遮熱シートを正しく使うにはどうするか
遮熱シートは屋根などに貼っておくことにより、太陽からもたらされる熱を防ぎ、室内の上昇を防ぐことができる品物です。
これを貼ることで部屋の温度の上昇が三度近く下げられますし、屋外にあるコンテナなどで使用した場合は八度から九度の上昇を防げるというデータも出ています。
銀色のカラーをしたシートを貼るか被せるなどすることによって室温の上昇が防げるため、冷房効果をアップできるほか、機械の保護や倉庫での品物が傷むのを防ぐのなどに最適とされます。
そんな便利な品物ですが、正しい使い方をしないと効果が出ないこともあります。
熱にはいくつかの種類が存在します。
直射日光によってもたらされるのは電磁波による輻射熱と言い、その他に暖められた空気から熱がもたらされる対流熱、暖められた固体から別の固体へ熱が伝わる伝導熱が存在します。

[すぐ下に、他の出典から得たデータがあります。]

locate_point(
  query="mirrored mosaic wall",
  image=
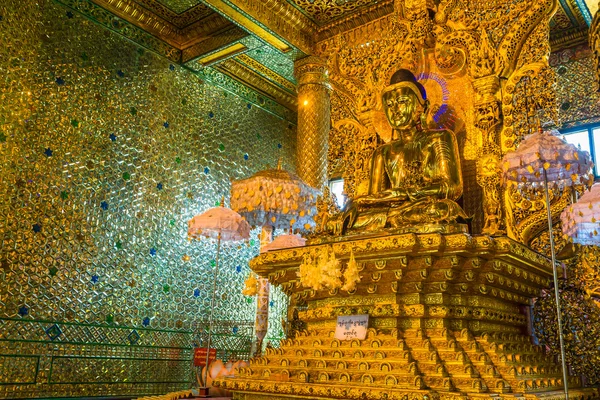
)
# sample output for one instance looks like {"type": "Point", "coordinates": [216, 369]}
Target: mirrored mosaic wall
{"type": "Point", "coordinates": [106, 151]}
{"type": "Point", "coordinates": [576, 90]}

遮熱シートで防ぐことができるのは太陽からの輻射熱であるため、その二つの対流熱や伝導熱には使うことができません。
家の中の温度を低く保つため、シートを屋根に被せるというのは作業として大変だと感じられます。
だから、屋根の上には張らずに屋根裏などに使った方がいいのではないかと思われるかもしれません。

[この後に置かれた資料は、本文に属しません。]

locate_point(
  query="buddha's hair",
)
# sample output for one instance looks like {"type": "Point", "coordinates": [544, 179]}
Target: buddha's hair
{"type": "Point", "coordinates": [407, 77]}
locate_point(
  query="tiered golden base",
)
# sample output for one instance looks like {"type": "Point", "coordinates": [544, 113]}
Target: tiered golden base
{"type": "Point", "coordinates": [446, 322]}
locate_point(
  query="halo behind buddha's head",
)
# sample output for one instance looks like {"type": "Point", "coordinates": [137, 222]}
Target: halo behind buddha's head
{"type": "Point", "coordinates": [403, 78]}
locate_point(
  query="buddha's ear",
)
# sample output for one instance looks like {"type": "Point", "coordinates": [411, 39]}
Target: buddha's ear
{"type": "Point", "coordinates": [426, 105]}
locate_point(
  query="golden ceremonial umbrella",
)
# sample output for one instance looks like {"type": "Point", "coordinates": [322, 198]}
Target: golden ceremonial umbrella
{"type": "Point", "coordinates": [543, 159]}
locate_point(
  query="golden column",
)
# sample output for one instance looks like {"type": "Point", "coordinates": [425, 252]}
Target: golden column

しかし、屋根に照射される輻射熱を防いでおかないと効果は出てきません。
屋根裏の空間では暖められた空気による対流熱が籠もることになるので、それをシートで防ぐことはできないため、結局は生活空間が熱せられ、シートによる遮熱効果が出ないことになってしまいます。
輻射熱を防げるように家の壁か屋根に貼ることで、シートは暑さ対策に使えるものなのです。